On est revenu à une situation où les CRS ne savent gérer que des affrontements classiques. S'ils chargeaient des groupes mobiles dans une manifestation, on pourrait se retrouver avec plusieurs dizaines de blessés. Et si, par malheur, on déplorait un mort parmi les casseurs, il deviendrait le lendemain un martyr, avec pour conséquence une probable explosion de violences dans le quartier où il habite. Depuis le traumatisme Malik Oussekine, la consigne est donc : mieux vaut beaucoup de casses qu'un blessé ou un mort.

Des images ont toutefois montré des casseurs s'en prenant très violemment à des jeunes jeudi soir sous les yeux des CRS ? 

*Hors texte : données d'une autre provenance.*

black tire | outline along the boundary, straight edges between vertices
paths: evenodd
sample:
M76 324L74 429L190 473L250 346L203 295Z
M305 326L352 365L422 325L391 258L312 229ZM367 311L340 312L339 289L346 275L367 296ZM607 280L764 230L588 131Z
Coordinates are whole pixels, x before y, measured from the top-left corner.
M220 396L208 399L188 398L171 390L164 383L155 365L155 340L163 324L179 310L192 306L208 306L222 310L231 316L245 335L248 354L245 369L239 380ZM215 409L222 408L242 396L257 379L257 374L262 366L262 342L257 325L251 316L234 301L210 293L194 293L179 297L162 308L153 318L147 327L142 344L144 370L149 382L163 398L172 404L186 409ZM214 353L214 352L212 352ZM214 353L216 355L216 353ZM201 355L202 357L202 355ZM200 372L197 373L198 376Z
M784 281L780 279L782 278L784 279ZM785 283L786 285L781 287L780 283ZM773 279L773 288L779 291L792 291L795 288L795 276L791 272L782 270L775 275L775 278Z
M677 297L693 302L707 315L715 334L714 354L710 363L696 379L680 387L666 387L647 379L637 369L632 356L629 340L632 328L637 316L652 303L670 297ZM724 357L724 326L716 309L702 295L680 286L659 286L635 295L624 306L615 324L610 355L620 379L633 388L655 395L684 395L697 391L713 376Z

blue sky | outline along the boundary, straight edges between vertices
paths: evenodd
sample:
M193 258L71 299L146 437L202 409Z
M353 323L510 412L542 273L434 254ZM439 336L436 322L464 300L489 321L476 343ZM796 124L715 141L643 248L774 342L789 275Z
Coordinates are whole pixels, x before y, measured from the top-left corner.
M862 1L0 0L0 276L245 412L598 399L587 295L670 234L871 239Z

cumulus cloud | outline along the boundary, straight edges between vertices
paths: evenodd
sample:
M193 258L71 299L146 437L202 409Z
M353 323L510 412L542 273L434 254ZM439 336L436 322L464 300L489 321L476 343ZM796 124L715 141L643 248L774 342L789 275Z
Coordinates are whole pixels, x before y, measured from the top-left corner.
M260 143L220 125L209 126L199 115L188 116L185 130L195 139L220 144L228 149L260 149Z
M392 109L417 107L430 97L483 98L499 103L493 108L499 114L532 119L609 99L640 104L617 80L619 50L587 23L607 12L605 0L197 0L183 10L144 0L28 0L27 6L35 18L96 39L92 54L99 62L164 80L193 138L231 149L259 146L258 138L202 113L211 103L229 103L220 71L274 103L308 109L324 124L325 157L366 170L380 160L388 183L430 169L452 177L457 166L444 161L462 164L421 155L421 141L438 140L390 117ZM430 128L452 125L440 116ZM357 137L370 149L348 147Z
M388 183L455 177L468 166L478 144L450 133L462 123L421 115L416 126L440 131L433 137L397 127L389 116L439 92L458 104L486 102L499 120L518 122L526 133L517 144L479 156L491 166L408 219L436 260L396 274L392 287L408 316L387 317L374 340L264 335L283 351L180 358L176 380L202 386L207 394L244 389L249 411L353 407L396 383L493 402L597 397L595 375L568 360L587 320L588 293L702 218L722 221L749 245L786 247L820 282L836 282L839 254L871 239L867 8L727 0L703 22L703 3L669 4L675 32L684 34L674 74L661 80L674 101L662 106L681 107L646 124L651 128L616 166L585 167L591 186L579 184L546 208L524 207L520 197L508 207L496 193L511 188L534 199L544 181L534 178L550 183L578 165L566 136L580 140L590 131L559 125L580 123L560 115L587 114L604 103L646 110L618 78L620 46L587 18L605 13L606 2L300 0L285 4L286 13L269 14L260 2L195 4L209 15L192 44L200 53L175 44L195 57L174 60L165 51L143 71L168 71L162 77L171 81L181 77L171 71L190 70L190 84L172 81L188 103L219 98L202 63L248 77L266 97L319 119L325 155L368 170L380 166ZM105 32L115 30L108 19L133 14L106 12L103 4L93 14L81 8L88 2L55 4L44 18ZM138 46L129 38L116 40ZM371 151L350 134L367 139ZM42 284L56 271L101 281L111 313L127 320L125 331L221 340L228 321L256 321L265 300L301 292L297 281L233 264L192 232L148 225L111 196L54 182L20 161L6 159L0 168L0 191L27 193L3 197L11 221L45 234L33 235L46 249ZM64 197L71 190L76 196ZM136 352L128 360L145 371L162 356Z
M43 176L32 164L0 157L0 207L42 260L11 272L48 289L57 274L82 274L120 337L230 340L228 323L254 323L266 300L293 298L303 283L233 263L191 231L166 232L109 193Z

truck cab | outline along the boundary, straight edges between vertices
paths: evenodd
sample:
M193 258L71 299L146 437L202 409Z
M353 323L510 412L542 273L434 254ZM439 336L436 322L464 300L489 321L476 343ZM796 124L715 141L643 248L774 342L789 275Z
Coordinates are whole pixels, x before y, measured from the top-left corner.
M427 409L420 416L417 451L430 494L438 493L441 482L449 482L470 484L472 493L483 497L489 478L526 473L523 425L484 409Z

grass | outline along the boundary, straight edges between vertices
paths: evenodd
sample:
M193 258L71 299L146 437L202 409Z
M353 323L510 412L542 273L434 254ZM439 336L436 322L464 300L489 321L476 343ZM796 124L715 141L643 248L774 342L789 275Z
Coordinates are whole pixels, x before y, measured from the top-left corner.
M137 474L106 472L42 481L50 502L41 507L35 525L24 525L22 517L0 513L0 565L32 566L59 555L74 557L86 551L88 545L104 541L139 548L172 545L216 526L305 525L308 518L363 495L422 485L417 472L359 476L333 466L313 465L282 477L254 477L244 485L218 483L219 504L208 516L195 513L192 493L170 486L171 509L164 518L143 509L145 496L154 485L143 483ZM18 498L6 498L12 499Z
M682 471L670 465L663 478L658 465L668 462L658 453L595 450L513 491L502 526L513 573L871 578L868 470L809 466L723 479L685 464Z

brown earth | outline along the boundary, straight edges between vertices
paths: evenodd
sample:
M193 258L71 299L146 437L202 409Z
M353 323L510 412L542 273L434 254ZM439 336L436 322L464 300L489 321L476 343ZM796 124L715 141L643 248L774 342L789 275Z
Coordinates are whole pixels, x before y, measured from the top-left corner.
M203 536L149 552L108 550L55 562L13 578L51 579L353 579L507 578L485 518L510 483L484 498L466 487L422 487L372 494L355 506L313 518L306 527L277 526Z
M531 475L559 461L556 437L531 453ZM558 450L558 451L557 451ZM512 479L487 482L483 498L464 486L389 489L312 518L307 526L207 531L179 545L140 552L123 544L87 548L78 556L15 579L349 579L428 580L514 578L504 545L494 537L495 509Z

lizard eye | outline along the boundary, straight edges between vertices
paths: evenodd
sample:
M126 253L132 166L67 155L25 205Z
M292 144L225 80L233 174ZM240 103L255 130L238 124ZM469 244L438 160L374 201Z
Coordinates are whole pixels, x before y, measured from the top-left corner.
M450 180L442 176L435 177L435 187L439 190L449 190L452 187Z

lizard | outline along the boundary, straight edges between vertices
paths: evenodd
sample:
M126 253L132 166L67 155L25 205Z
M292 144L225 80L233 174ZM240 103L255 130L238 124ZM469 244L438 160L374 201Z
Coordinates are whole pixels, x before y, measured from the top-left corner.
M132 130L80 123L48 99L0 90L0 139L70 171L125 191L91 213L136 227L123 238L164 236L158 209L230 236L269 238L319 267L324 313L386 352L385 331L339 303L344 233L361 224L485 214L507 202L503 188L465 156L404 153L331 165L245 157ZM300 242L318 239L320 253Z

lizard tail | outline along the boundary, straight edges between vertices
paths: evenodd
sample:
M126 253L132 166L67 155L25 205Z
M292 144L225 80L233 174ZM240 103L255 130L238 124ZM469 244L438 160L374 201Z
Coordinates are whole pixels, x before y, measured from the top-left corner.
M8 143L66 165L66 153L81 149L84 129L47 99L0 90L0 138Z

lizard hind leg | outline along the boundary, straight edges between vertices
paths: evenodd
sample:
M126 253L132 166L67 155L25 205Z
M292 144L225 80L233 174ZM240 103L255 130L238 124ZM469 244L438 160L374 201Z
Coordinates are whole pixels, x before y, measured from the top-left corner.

Oui, mais c'est toujours le même dilemme : charger ou ne pas charger ? Puisque le ministre de l'Intérieur a donné des consignes de prudence, et on peut le comprendre, les CRS n'ont pas chargé. Pour revenir sur la situation place des Invalides jeudi soir, il faisait sombre au moment de la dispersion de la manif. Les forces de l'ordre ont donc du gérer en même temps cette dispersion et les casseurs qui se sont mis en action de manière très mobile. Les courser aurait pu provoquer des victimes plus ou moins graves. Or l'opinion n'est pas capable d'assumer un gamin blessé ou tué, même si c'est un casseur. La mort est devenue dans nos sociétés quelque chose d'inacceptable alors que des victimes lors de manifestations dans le tiers-monde ne provoquent pas une telle émotion chez nous. Il faut faire avec cette donnée.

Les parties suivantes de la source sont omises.